Storm surge is the abnormal rise of water generated by storms, exceeding the predicted astronomical tides. The models, spanning recent decades and extending into 2050, reveal that projected storm surge impacts vary considerably across the globe. 

Coastal flooding, exacerbated by rising sea levels and evolving storm patterns, poses a growing risk to vulnerable regions and populations worldwide. To tease apart the complexities of this impending challenge, the research team employed highly detailed climate models with a spatial resolution of 25–50 kilometers (about 15.5-31 miles)—the first global projections of storm surges at such fine scales. 

The research team compared model outputs for the period 1985–2014 with real-world weather data, finding an overall agreement. However, the analysis also revealed substantial regional disparities, with certain areas exhibiting significantly larger or smaller storm-surge values than predicted. 

Looking ahead to 2021–2050, the projections paint a dynamic picture of storm surge evolution. While some areas, including the Mediterranean, northern Africa, and southern Australia, may experience a decrease in storm surges, others, such as South Australia, Alaska, the northern Caribbean, eastern Africa, China, and the Korean Peninsula, are poised for an increase. 

The results underscore the importance of localized assessments of the influence of climate change on storm surge. The adoption of advanced computer simulations allows scientists to make informed projections of future storm surge. This knowledge is crucial for policymakers, urban planners, and coastal communities worldwide as they navigate the challenges of a changing climate.

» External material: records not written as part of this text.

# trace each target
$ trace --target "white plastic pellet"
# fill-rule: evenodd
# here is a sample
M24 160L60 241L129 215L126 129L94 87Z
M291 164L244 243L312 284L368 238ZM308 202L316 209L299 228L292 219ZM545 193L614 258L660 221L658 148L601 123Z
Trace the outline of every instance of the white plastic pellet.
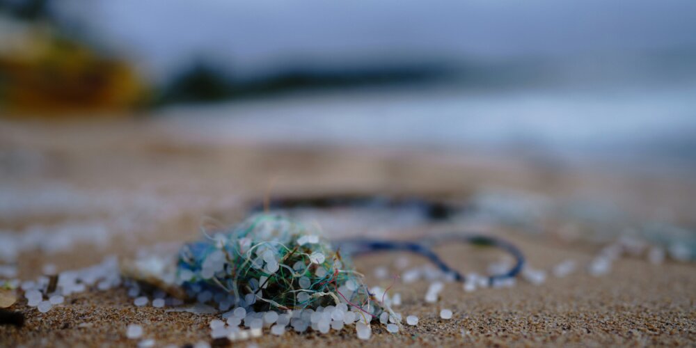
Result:
M126 329L126 337L134 340L141 335L143 335L143 326L136 324L128 325L128 328Z
M263 321L266 324L274 324L278 320L278 313L273 310L269 310L266 312L266 314L263 315Z
M372 335L372 329L370 325L366 325L362 322L358 322L355 325L355 331L358 333L358 338L361 340L369 340Z
M225 322L218 319L214 319L210 321L210 324L209 325L210 325L210 329L213 329L219 327L225 327Z
M246 316L246 310L244 307L237 307L235 308L232 314L238 318L244 318Z
M49 299L49 301L51 302L51 304L54 305L61 304L63 303L63 301L65 301L65 298L63 298L61 295L53 295L51 296L51 299Z
M38 308L39 312L45 313L51 310L51 302L48 301L42 301L41 302L39 302L39 304L37 305L36 307Z
M140 297L136 298L135 301L133 301L133 303L134 303L138 307L142 307L148 304L148 298L144 296L141 296Z
M399 326L395 324L387 324L387 331L392 333L396 333L399 332Z
M452 319L452 310L443 309L440 311L440 317L445 319Z
M147 340L143 340L138 342L139 348L149 348L150 347L155 347L155 340L152 338L148 338Z
M285 333L285 326L283 325L276 324L271 326L271 333L276 335L281 335Z
M152 307L156 308L164 307L164 299L155 299L152 300Z

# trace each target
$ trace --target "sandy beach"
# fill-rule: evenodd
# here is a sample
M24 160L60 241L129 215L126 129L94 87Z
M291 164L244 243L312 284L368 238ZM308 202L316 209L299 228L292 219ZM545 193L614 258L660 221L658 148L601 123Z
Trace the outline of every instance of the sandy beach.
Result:
M541 166L519 157L384 149L214 145L182 142L157 125L134 127L131 122L116 122L108 129L100 125L0 125L3 154L0 230L11 236L35 230L38 226L49 232L51 226L98 222L106 231L98 238L56 246L50 252L29 248L19 251L19 278L38 276L49 263L61 271L94 264L105 255L132 258L141 248L196 239L203 216L232 223L246 214L247 203L262 200L269 191L277 196L358 192L466 198L485 187L558 198L610 189L612 197L633 216L650 217L646 212L653 210L646 205L660 204L672 212L674 220L687 224L694 221L696 187L689 184L688 175L626 176L592 166ZM42 192L52 193L52 205L40 204L36 197ZM136 216L132 223L118 219L124 214ZM436 233L431 227L420 226L402 235L398 230L381 233L397 238ZM328 230L326 233L329 238L340 237ZM627 256L615 262L608 274L593 276L585 265L602 244L511 229L495 229L491 233L516 244L529 264L537 269L551 271L568 259L578 267L563 278L549 274L538 285L521 280L511 288L466 292L459 283L447 283L434 304L423 301L427 281L397 281L391 291L403 296L398 311L417 315L419 324L404 325L397 334L373 324L367 341L358 340L354 327L348 326L326 335L289 332L277 337L266 330L262 337L234 345L696 345L694 264L667 260L653 264L645 258ZM79 242L79 237L66 240ZM461 271L484 271L498 256L466 245L437 250ZM390 274L398 274L403 269L396 266L397 260L404 255L361 257L355 263L367 276L367 284L383 287L391 280L377 278L374 269L385 266ZM416 256L407 260L409 267L425 262ZM440 318L443 308L452 310L451 319ZM26 323L22 328L0 326L3 347L135 346L139 340L125 335L129 324L141 324L143 338L155 339L157 347L182 347L211 342L208 323L219 317L136 307L124 288L90 289L73 294L47 313L27 306L23 298L10 309L22 312Z

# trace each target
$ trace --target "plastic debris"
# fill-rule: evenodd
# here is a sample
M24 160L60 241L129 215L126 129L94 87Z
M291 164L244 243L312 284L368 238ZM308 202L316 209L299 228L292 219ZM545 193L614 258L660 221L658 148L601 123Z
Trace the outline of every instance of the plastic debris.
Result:
M143 335L143 326L136 324L131 324L126 329L126 337L131 340L139 338Z
M37 305L36 308L39 310L39 312L45 313L51 310L52 306L51 302L48 301L42 301L41 302L39 302L39 304Z
M148 300L146 296L141 296L140 297L136 298L135 301L133 301L133 303L138 307L142 307L148 304L148 302L150 300Z

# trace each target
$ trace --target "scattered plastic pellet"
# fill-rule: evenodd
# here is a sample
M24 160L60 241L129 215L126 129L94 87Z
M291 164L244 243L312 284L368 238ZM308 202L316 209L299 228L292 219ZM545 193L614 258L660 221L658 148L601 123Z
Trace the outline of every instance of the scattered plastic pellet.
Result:
M370 325L366 325L362 322L355 324L355 331L358 333L358 338L361 340L369 340L372 335L372 329Z
M51 302L51 304L61 304L65 301L65 298L61 295L53 295L49 299L49 301Z
M150 347L155 347L155 340L152 338L143 340L138 342L138 347L139 348L149 348Z
M38 308L39 312L45 313L51 310L51 302L48 301L42 301L41 302L39 302L39 304L37 305L36 308Z
M164 307L164 299L155 299L152 300L152 307L156 308Z
M387 324L387 331L396 333L399 332L399 326L395 324Z
M128 325L128 328L126 329L126 337L134 340L141 335L143 335L143 326L136 324Z
M220 319L212 319L212 320L210 321L210 324L209 325L210 326L210 329L214 329L215 328L219 328L219 327L223 327L223 327L225 327L225 322L223 322L222 320L220 320Z
M136 298L135 301L133 301L133 303L137 306L138 307L142 307L148 304L148 301L149 300L148 300L147 297L141 296L140 297Z
M276 335L282 335L285 333L285 326L283 325L276 324L271 326L271 333Z
M274 324L278 320L278 313L269 310L263 315L263 321L266 324Z

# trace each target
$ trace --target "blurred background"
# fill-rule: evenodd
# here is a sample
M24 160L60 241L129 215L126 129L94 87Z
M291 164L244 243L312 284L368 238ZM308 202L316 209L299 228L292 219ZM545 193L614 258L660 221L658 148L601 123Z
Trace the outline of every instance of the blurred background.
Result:
M276 177L689 228L695 33L693 0L0 0L3 228L102 240Z
M696 153L689 0L0 3L9 116L165 115L221 141Z

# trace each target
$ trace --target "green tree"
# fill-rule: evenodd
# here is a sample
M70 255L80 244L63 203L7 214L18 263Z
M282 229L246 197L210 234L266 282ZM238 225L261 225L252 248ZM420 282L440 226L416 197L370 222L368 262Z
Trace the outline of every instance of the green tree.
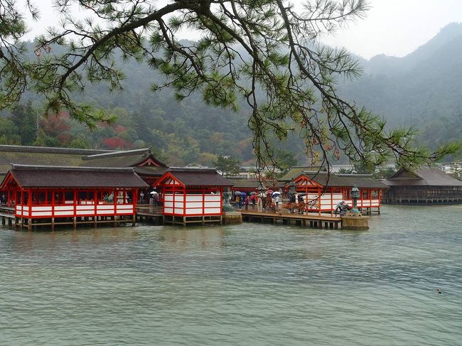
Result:
M18 42L26 31L21 13L11 10L14 0L0 1L9 11L0 33ZM5 67L0 77L8 82L1 94L11 89L9 78L26 74L29 87L45 96L47 112L65 108L91 127L114 121L71 95L85 91L86 80L121 89L124 73L114 58L119 52L124 60L147 61L163 76L152 89L172 88L178 100L199 92L206 104L233 110L245 100L259 168L267 158L276 163L269 139L285 141L293 132L323 165L345 153L367 166L394 156L400 166L413 168L459 148L451 143L432 153L417 146L414 129L387 131L382 117L341 99L337 81L358 76L358 62L344 49L320 45L318 38L364 16L367 1L303 2L299 10L289 0L57 0L63 28L37 39L40 59L22 63L21 50L6 52L9 59L0 55ZM75 4L99 21L73 18ZM181 40L181 29L198 30L201 38ZM12 99L24 85L21 80L13 87Z
M0 117L0 144L21 144L21 136L18 134L18 128L11 119Z
M32 144L37 138L37 112L32 107L32 102L18 104L13 110L11 119L18 128L21 144Z
M217 171L221 171L223 175L235 176L239 174L240 167L237 158L218 155L214 164Z
M289 172L291 167L299 164L294 153L282 149L276 149L275 153L275 160L278 163L279 170L281 170L281 173L279 174L279 176L284 175Z

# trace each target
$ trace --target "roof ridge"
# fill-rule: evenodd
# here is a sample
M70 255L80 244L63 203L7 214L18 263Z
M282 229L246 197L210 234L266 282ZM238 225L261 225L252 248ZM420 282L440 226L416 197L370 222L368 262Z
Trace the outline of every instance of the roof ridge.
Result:
M0 145L0 151L21 151L29 153L75 153L88 155L89 153L108 153L113 151L106 149L83 149L80 148L62 148L59 146L11 146Z
M151 147L149 148L141 148L139 149L131 149L131 150L119 150L119 151L115 151L109 153L96 153L93 155L87 155L86 156L82 157L82 160L92 160L95 158L106 158L106 157L114 157L114 156L124 156L125 155L129 155L131 153L143 153L145 152L148 154L151 154L152 153L152 150Z
M43 166L43 165L23 165L19 163L10 163L12 169L19 170L40 170L40 171L127 171L134 172L133 167L88 167L82 166Z

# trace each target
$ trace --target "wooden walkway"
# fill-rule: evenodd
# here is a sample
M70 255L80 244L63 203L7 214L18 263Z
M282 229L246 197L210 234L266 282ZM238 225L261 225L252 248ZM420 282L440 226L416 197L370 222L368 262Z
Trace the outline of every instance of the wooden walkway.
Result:
M276 224L279 221L283 225L295 225L309 226L316 228L342 228L342 218L340 216L323 215L299 215L289 213L279 213L272 212L257 212L253 210L240 210L243 221L252 222L271 221Z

Figure showing global projections of storm surges using high-resolution climate models
Global map of storm surge levels corresponding to a 10-year return period. Panel a shows the ensemble median of the HighResMIP models for present epoch (1985–2014), while panel b shows the standard deviations. Panel c and d show, respectively, the bias (m) and the relative bias (%) of multi-model median in comparison with the ERA5 reanalysis for the same epoch. From the study Global projections of storm surges using high-resolution CMIP6 climate models.